Despite this pressure from his liberal flank, Biden stuck with a centrist strategy, refusing to back universal government-run healthcare, free college education, or a wealth tax. This allowed him maximise his appeal to moderates and disaffected Republicans during the general election campaign.
This strategy was reflected in Biden’s choice of Kamala Harris as his running mate when he could have opted for someone with stronger support from the party’s left wing.https://emp.bbc.com/emp/SMPj/2.36.2/iframe.htmlmedia captionWhat do young Democrats think of Joe Biden?
The one place where Biden moved closer to Sanders and Warren was on the environment and climate-change – perhaps calculating that the benefits of appealing to younger voters for whom the issue is a priority was worth the risk of alienating voters in energy-dependent swing-state industries. It was the exception, however, that proved the rule.
“It’s no secret that we’ve been critical of Vice-President’s Biden’s plans and commitments in the past,” said Varshini Prakash, co-founder of the environmental activist group the Sunrise Movement in July. “He’s responded to many of those criticisms: dramatically increasing the scale and urgency of investments, filling in details on how he’d achieve environmental justice and create good union jobs, and promising immediate action.”
5. More money, fewer problems
Earlier this year, Biden’s campaign coffers were running on empty. He entered the general election campaign at a decided disadvantage to Trump, who had spent virtually his entire presidency amassing a campaign war chest that approached a billion dollars.
From April onward, however, the Biden campaign transformed itself into a fundraising juggernaut, and – in part because of profligacy on the part of the Trump campaign – ended up in a much stronger financial position than his opponent. At the beginning of October, the Biden campaign had $144m more cash on hand than the Trump operation, allowing it to bury the Republicans in a torrent of television advertising in almost every key battleground state.
Money isn’t everything, of course. Four years ago, the Clinton campaign had a sizeable monetary lead over Trump’s shoestring operation.

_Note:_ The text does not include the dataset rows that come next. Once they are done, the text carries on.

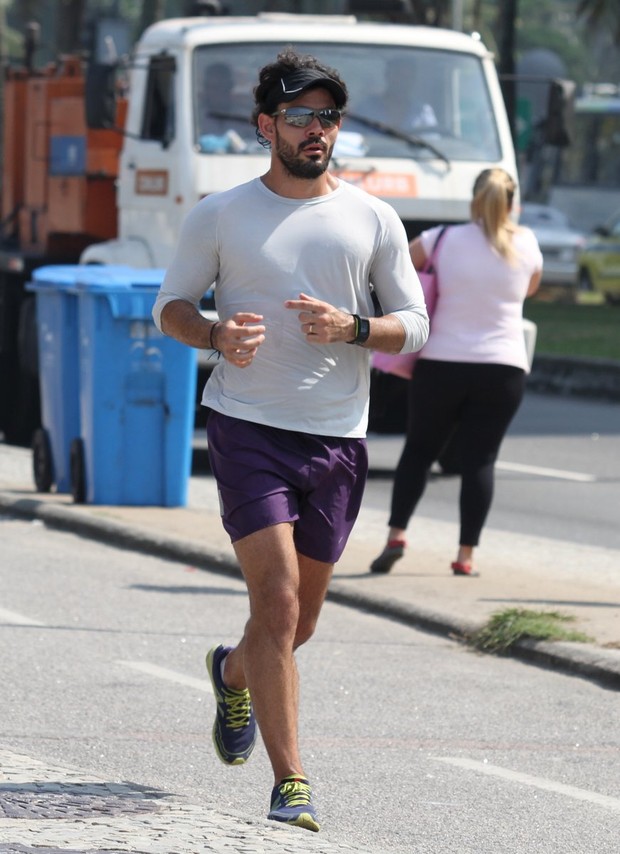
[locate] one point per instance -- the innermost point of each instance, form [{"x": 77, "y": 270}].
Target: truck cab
[{"x": 188, "y": 131}]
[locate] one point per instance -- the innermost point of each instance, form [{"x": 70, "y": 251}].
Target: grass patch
[
  {"x": 575, "y": 330},
  {"x": 505, "y": 628}
]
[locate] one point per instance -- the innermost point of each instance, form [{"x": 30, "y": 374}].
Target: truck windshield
[{"x": 403, "y": 101}]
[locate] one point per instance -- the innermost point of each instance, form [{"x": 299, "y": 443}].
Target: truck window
[
  {"x": 158, "y": 118},
  {"x": 437, "y": 94}
]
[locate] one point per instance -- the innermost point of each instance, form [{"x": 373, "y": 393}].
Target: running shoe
[
  {"x": 291, "y": 803},
  {"x": 234, "y": 730}
]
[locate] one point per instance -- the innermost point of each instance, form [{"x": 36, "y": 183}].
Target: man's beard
[{"x": 297, "y": 166}]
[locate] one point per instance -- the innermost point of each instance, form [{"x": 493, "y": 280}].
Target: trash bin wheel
[
  {"x": 42, "y": 464},
  {"x": 78, "y": 471}
]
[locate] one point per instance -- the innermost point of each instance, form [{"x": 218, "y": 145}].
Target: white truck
[
  {"x": 158, "y": 140},
  {"x": 173, "y": 153}
]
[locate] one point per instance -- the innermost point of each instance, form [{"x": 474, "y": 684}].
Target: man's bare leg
[{"x": 286, "y": 592}]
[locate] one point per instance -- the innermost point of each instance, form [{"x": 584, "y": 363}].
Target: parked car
[
  {"x": 599, "y": 261},
  {"x": 559, "y": 242}
]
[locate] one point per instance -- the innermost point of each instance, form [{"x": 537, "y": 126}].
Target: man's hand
[
  {"x": 320, "y": 322},
  {"x": 239, "y": 337}
]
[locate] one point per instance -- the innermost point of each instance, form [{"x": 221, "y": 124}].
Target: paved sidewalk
[{"x": 516, "y": 570}]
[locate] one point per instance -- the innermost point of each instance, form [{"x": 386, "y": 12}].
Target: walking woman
[{"x": 470, "y": 376}]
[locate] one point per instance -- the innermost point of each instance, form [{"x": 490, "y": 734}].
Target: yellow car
[{"x": 599, "y": 261}]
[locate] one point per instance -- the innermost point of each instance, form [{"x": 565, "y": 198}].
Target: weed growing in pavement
[{"x": 505, "y": 628}]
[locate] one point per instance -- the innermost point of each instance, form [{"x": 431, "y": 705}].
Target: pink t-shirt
[{"x": 479, "y": 311}]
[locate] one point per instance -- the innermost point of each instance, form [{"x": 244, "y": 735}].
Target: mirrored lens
[{"x": 302, "y": 116}]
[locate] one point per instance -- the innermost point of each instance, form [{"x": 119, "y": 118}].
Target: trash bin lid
[
  {"x": 112, "y": 279},
  {"x": 54, "y": 276}
]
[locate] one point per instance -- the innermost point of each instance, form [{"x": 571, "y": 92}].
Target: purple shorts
[{"x": 266, "y": 476}]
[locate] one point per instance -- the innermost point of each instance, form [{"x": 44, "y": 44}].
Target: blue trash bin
[
  {"x": 57, "y": 333},
  {"x": 137, "y": 394}
]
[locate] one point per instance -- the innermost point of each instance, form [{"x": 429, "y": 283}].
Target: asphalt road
[
  {"x": 413, "y": 744},
  {"x": 558, "y": 475}
]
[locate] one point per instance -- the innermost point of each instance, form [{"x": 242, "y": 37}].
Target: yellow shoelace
[
  {"x": 238, "y": 708},
  {"x": 295, "y": 793}
]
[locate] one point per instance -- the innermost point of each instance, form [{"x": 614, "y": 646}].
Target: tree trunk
[{"x": 69, "y": 24}]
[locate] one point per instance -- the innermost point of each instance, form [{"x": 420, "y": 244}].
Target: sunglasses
[{"x": 301, "y": 117}]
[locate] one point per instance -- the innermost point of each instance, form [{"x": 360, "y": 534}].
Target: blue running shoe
[
  {"x": 234, "y": 730},
  {"x": 291, "y": 803}
]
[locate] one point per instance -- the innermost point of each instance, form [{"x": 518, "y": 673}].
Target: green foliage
[
  {"x": 575, "y": 330},
  {"x": 506, "y": 628}
]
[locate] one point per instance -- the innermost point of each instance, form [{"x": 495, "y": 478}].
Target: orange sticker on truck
[
  {"x": 387, "y": 184},
  {"x": 151, "y": 182}
]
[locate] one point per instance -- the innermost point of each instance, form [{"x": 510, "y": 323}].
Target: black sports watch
[{"x": 362, "y": 330}]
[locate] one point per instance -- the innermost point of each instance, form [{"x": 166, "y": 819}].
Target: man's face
[{"x": 305, "y": 152}]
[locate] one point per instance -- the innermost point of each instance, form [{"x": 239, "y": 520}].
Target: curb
[
  {"x": 595, "y": 379},
  {"x": 596, "y": 664}
]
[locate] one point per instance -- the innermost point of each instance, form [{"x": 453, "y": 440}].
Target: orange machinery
[
  {"x": 58, "y": 176},
  {"x": 58, "y": 196}
]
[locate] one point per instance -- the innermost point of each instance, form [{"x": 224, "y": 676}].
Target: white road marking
[
  {"x": 171, "y": 675},
  {"x": 537, "y": 782},
  {"x": 541, "y": 471},
  {"x": 17, "y": 619}
]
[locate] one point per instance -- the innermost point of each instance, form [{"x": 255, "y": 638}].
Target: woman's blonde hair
[{"x": 494, "y": 191}]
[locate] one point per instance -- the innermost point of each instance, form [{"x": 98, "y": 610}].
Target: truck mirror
[
  {"x": 559, "y": 110},
  {"x": 100, "y": 96}
]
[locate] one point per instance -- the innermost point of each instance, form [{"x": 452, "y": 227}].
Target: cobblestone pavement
[{"x": 48, "y": 809}]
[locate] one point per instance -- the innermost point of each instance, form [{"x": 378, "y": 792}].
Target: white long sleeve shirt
[{"x": 261, "y": 249}]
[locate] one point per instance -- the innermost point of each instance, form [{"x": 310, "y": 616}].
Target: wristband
[
  {"x": 362, "y": 330},
  {"x": 211, "y": 330}
]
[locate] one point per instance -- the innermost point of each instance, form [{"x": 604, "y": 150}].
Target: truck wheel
[
  {"x": 42, "y": 463},
  {"x": 78, "y": 471}
]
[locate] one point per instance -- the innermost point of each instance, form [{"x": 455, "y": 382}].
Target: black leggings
[{"x": 462, "y": 402}]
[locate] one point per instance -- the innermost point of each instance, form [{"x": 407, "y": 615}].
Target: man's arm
[{"x": 237, "y": 339}]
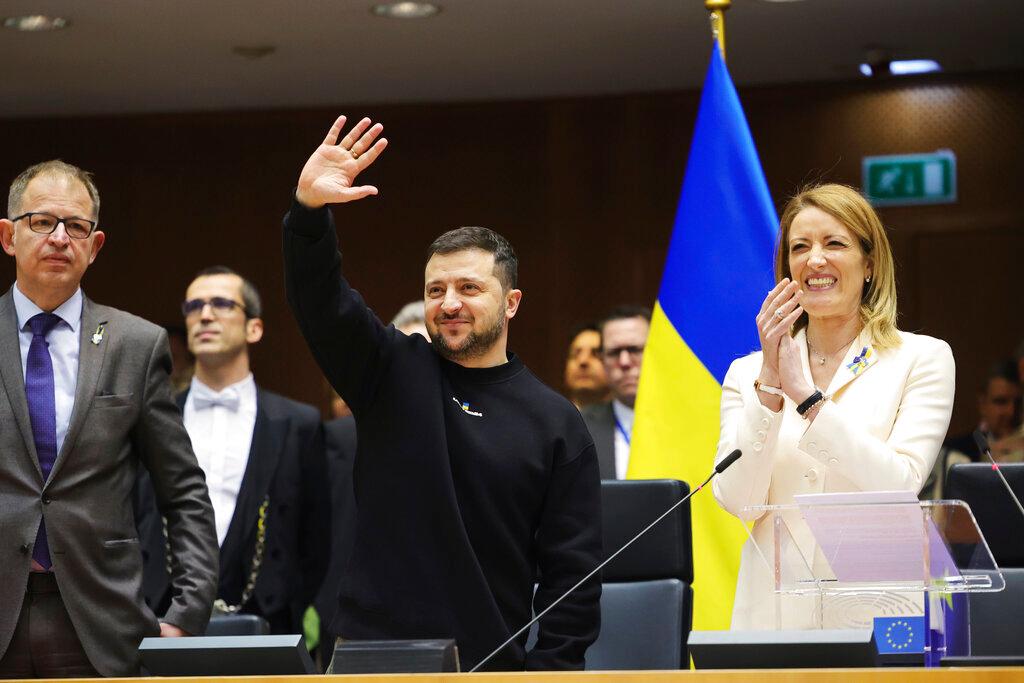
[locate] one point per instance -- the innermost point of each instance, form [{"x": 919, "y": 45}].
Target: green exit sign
[{"x": 908, "y": 179}]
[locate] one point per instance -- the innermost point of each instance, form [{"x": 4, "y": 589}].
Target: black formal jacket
[
  {"x": 340, "y": 440},
  {"x": 287, "y": 466},
  {"x": 600, "y": 421}
]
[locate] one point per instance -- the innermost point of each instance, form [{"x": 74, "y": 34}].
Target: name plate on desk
[
  {"x": 783, "y": 649},
  {"x": 394, "y": 656}
]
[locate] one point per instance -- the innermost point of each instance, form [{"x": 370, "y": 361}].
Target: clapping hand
[
  {"x": 778, "y": 312},
  {"x": 329, "y": 176}
]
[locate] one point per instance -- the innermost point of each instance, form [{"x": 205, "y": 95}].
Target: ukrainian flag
[{"x": 718, "y": 271}]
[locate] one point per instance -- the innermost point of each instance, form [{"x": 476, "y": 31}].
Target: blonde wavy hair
[{"x": 878, "y": 300}]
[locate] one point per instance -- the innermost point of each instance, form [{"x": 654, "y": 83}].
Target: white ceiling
[{"x": 173, "y": 55}]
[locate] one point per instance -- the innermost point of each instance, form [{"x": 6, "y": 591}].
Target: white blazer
[{"x": 880, "y": 430}]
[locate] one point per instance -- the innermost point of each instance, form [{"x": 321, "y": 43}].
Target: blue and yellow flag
[{"x": 718, "y": 271}]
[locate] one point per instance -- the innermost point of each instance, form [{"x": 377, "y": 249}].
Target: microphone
[
  {"x": 982, "y": 443},
  {"x": 721, "y": 467}
]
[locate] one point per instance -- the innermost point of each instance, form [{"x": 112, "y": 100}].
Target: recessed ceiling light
[
  {"x": 900, "y": 68},
  {"x": 254, "y": 52},
  {"x": 35, "y": 23},
  {"x": 906, "y": 67},
  {"x": 406, "y": 10}
]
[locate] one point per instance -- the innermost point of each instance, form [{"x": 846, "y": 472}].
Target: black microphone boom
[
  {"x": 721, "y": 467},
  {"x": 982, "y": 442}
]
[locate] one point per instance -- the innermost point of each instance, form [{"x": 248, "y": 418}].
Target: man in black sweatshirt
[{"x": 473, "y": 480}]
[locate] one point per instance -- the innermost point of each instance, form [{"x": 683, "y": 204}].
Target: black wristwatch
[{"x": 810, "y": 402}]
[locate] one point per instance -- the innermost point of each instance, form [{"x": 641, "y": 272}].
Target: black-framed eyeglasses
[
  {"x": 635, "y": 352},
  {"x": 45, "y": 223},
  {"x": 219, "y": 305}
]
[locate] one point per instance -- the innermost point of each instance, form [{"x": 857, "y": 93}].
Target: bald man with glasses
[{"x": 86, "y": 403}]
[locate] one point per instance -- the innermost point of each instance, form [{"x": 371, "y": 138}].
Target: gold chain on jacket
[{"x": 219, "y": 605}]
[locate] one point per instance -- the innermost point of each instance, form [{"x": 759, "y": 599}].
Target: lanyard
[{"x": 622, "y": 430}]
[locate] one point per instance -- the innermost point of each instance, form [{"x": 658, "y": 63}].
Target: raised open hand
[
  {"x": 778, "y": 312},
  {"x": 329, "y": 176}
]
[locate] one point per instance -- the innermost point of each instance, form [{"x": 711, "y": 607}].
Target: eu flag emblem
[{"x": 898, "y": 635}]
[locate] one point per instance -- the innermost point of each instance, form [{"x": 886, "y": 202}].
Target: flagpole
[{"x": 717, "y": 9}]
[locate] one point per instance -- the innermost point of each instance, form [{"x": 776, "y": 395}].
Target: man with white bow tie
[{"x": 264, "y": 463}]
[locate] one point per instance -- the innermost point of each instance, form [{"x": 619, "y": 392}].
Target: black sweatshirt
[{"x": 471, "y": 483}]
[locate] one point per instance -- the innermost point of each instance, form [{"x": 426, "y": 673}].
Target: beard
[{"x": 475, "y": 345}]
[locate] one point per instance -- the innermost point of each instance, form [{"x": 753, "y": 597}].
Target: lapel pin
[{"x": 860, "y": 360}]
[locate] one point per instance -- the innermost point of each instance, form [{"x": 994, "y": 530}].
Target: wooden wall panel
[{"x": 585, "y": 188}]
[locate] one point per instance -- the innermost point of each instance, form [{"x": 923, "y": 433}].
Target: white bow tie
[{"x": 204, "y": 397}]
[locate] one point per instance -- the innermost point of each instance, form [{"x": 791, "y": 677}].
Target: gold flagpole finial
[{"x": 717, "y": 9}]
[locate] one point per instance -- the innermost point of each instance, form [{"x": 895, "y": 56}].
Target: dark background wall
[{"x": 585, "y": 188}]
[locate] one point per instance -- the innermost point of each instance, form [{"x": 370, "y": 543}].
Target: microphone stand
[
  {"x": 982, "y": 443},
  {"x": 721, "y": 467}
]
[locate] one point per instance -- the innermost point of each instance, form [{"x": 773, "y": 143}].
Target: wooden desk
[{"x": 892, "y": 675}]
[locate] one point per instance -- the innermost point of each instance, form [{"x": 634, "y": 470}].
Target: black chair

But in 2020, when in-person campaigning was curtailed by coronavirus and Americans across the country spent considerably more time consuming media in their homes, Biden’s cash advantage let him reach voters and push his message out until the very end. It allowed him to expand the electoral map, putting money into what once seemed to be longshot states like Texas, Georgia, Ohio and Iowa. Most of those bets didn’t pay off, but he put Trump on the defence, flipping what was once reliably conservative Arizona and staying highly competitive in Georgia.
Money gives a campaign options and initiative – and Biden put his advantage to good use.